Да, на левом боку белого пуховичка девчонки расплывалось грязное пятно – откуда, собственно, и появилась мысль о поваре и псе, потащившая за собой цитату. Хромоту Марта Рудольфовна успела заметить за те несколько секунд, что замарашка ковыляла от двери ресторанчика. Теперь она стояла, нахохлившись, сунув руки в карманы, и даже через залепленное снегом окно кофейни Марта Рудольфовна видела, что она плачет. Над головой девчонки переливалась огнями вывеска, и старуха вскользь удивилась, почему эту жалкую ссутулившуюся фигурку в дешевом пуховике и забрызганных грязью джинсах не отгонит прочь швейцар.

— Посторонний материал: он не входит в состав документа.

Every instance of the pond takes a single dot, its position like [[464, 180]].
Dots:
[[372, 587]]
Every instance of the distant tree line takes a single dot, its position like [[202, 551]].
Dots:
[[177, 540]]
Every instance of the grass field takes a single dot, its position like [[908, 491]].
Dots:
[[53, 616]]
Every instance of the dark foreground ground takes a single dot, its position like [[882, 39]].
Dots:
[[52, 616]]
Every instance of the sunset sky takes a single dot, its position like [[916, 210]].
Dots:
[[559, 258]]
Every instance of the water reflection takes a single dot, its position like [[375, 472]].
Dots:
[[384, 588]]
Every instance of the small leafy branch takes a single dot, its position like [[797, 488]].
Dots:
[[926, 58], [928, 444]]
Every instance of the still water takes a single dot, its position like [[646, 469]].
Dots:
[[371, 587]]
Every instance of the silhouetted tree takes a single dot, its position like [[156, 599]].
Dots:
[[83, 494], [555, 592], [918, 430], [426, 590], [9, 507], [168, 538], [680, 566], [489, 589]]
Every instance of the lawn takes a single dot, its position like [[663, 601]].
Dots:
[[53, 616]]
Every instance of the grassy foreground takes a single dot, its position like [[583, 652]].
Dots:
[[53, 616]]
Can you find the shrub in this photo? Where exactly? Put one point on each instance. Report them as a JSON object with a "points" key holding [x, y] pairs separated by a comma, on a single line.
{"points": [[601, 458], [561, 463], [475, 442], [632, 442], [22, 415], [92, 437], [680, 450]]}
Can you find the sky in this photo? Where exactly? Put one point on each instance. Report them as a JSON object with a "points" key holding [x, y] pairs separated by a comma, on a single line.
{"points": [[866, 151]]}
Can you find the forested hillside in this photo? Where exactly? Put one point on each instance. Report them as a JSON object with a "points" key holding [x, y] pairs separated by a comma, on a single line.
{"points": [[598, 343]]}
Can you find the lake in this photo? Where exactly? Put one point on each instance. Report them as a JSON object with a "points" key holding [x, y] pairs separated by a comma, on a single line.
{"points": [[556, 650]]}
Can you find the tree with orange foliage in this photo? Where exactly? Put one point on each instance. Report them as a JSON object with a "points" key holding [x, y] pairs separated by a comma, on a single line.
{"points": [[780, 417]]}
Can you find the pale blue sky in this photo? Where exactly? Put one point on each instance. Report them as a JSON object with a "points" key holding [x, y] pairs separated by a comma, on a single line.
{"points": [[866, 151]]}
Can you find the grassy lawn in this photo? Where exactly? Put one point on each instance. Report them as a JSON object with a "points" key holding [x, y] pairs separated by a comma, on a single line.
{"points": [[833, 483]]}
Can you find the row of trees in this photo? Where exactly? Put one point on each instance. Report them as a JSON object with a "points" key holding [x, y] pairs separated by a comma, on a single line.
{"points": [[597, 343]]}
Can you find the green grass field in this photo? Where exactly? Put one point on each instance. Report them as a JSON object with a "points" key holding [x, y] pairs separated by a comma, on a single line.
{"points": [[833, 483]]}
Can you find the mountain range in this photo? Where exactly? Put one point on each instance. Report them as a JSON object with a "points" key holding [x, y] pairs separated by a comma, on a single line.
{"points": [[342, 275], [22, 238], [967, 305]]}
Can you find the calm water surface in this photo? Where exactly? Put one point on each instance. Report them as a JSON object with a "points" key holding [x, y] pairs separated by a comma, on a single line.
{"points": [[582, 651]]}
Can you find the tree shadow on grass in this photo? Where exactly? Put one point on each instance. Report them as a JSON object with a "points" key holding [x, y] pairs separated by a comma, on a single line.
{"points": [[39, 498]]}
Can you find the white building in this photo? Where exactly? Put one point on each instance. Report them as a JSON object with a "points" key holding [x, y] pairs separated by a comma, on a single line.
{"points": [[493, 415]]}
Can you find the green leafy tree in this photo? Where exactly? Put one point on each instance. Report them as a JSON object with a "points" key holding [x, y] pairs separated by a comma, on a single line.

– Она портит вид, – проговорила Кристина, словно подслушав ее мысли. – Готова ручаться, ее бросил прыщавый длинноволосый мальчик, и сердце несчастной разбилось. Марта, дорогая, ты все еще хочешь заключить пари?
Марта Рудольфовна сделала небрежный жест рукой, который допускал с десяток истолкований, – она была большая мастерица таких жестов. В коротком взмахе длинных сухих пальцев, унизанных кольцами, читались и превосходство, и легкая насмешка над спутницей, придававшей слишком много значения всякой ерунде, и подчеркнутое безразличие к тому, будет ли их разговор иметь продолжение. Жест был рассчитан на то, чтобы задеть, и старуха своего добилась – Кристина хмыкнула и уже настойчивее сказала:
– Неужели отказываешься? Нет, Марта, так нечестно!
– Легкий выигрыш. – Старуха пожала плечами.
– Тем более нет повода идти на попятную! В конце концов, я не думаю, что девушка согласится. Девять шансов из десяти, что ты получишь хамский ответ в стиле современной молодежи и останешься ни с чем.
– А девушку никто не будет спрашивать, – насмешливо бросила Марта Рудольфовна, поднимаясь. По ее взгляду учтивый мальчик-официант метнулся за шубой. – Встретимся через пару месяцев. И, пожалуйста, побереги мой выигрыш.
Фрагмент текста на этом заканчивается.